Tuesday, January 6, 2015

Gianna's Top Twenty of 2014. Day 1

I will read it!

It’s that dreaded time of year again when we list the best books we claim to have read and loved. For me it tends to be an exercise in humility. I try to come up with plausible reasons why this dumb dumb hasn’t read more, or better, or hipper, or smarter, or you know…without having to sound words out.

This year I am just going to immediately cop to the books I haven’t read that everyone else is putting atop their lists. This way you don’t have to wait until the end of my list to write me and tell me how disappointed you are that I haven’t read the Sarah Waters novel, The Paying Guests. I have every intention of reading it, I swear. I may as well admit I haven’t read The Bone Clocks yet (I know!).
this too!

Station Elven by Emily St. John Mandel. Yes, you loved it and can’t stop talking about it (oh how I wish you’d try). Here’s the thing though, at this point I feel like I am going to be so late to what has turned out to be the best party (well, dystopian party) of the year and maybe I just won’t go. Is it just party anxiety? Similarly I haven’t seen Breaking Bad or Game of Thrones. See, I’m the absolute pits.

All the Light We Cannot See by Anthony Doerr. Sigh. Frankly I don’t feel bad that I haven’t read this; it keeps intact a record that I am pretty proud of. I haven’t read the top NYT Notable book in over one hundred years (or some number close to that), and I like the idea that year after year I blindly keep that record going. I dedicate this miss to my pal, Garland who tried in vain to get me to read this the same week it came out. 

Rush Revere and the Brave Pilgrims by Rush Limbaugh. I know, another year has gone by and I have yet to read any books in this riveting young adult series. I picture disappointed ten year-old after disappointed ten year-old being handed this book by clueless grandparents all over the country. It really is the one time a child would prefer underwear or a five-dollar check. Or nothing at all.

In no particular order, here are my first two picks:


This is the one book on my list that I purchased at least partly (mostly) due to the title; Demon Camp: A Soldier’s Exorcism by Jennifer Percy.  The only words in a title that will make me reach for a book more quickly than the word “exorcism” is “women’s prison” (again, it’s little things like this admission that I really think make our blog stand out among the other more literary blogs.
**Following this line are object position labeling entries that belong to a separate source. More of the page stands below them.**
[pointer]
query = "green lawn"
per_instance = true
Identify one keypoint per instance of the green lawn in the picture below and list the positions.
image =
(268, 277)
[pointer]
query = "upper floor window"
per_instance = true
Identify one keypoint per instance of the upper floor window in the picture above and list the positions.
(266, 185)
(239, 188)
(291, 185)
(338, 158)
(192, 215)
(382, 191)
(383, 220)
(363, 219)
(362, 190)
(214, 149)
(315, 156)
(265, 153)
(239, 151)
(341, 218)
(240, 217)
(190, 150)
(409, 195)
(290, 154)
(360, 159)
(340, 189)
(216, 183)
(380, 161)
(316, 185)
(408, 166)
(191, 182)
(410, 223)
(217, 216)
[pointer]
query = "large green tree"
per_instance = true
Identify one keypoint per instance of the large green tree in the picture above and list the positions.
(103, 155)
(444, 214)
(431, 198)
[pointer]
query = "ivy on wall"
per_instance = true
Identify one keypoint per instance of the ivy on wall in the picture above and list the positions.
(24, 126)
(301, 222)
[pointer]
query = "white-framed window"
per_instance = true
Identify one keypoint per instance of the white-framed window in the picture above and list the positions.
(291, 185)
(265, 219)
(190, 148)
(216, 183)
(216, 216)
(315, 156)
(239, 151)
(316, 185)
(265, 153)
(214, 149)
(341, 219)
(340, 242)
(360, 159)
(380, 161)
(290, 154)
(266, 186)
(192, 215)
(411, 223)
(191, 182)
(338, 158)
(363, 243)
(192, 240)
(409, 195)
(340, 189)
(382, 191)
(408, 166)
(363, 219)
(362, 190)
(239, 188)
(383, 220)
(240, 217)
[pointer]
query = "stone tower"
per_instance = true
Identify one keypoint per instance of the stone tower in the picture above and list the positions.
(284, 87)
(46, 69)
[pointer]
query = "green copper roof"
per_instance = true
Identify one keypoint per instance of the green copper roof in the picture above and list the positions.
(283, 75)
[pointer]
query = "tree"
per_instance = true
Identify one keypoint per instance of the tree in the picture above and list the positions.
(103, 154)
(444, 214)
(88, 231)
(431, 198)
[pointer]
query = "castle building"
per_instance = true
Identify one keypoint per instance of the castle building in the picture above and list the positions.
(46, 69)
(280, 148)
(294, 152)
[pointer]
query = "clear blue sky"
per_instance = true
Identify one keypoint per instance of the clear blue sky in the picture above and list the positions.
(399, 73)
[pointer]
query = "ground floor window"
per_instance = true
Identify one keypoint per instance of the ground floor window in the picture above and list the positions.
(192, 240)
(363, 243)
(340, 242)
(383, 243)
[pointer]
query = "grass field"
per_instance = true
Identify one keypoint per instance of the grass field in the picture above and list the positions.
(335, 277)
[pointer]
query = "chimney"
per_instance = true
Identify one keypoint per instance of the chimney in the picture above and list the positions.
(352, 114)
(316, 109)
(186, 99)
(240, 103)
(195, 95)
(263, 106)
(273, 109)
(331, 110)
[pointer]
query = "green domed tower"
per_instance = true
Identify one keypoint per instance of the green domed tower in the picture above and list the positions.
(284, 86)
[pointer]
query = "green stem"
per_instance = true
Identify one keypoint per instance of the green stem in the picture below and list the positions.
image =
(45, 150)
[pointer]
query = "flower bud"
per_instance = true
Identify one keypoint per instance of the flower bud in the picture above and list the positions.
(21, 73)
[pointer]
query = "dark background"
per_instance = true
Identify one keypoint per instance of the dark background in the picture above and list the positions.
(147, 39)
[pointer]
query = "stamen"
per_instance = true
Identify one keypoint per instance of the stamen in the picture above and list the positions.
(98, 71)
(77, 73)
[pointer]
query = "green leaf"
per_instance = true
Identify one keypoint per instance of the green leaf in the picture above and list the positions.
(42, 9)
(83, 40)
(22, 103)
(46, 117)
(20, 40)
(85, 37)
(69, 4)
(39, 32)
They seem to have standards and less cursing).

Percy’s book follows Caleb Daniels, a soldier returning from Afghanistan. Caleb was the lone survivor of a helicopter crash, which also took the life of his best friend. His PTSD is severe enough that he believes he is harboring a demon (he names it "The Destroyer," which is absolutely heartbreaking). His trauma brings him to the brink of suicide more than once, but what ultimately saves Caleb is a Christian exorcism.

A couple of things set this book apart from other war books. First, the writing is exquisite; Percy is absolutely gifted. Second, the book is about more than war, as Percy examines faith in America. There are a hundred different ways this book will break your heart. War, the way we as a country are not equipped to help returning soldiers (and what would that look like anyway), the helpless feeling Caleb’s family lives with (and by extension any family of a returning soldier), and the exorcisms themselves can’t be ignored, they too are heartbreaking.


Family Furnishings: Selected Stories 1995-2014 by Alice Munro was a must have for me this year. As I constantly cull my bookshelves for titles I no longer wish to keep--something I want to pass on to a fellow reader, a book I didn’t care for, or maybe less astute “impulse” purchases during one of my adorable drunk shopping trips to Book People--there's always Alice. My point is, I try to be more mindful of what I keep and Family Furnishings is a keeper.

Alice Munro
We’ve written about Munro a bit on the blog so I won’t drone on again why we love her, or the fact that she has been steadily turning out stunning and important work for decades. And we won’t chastise you for not reading Munro because you don’t “love” short stories (but definitely email us if this is true, because it drives us nuts).  I will tell you that she is arguably the best living storywriter at this moment and these selected stories represent some of her finest work from the past twenty years, and this collection deserves a spot on your shelf next to Oates, Roth, Murakami, or Franzen. Listen: if you continue down this path of ignoring Munro, your life will be empty, you’ll never be happy! Trust me, you’ll find yourself intoxicated at a local bookstore gripping a movie tie-in edition of Twilight making your way to the register, gripping a twenty dollar bill while the slightest bead of sweat builds on your brow with anticipation of what you think is going to be the novel of the century.  You will feel so foolish the next day because everyone, everyone knows, New Moon is the novel of the century.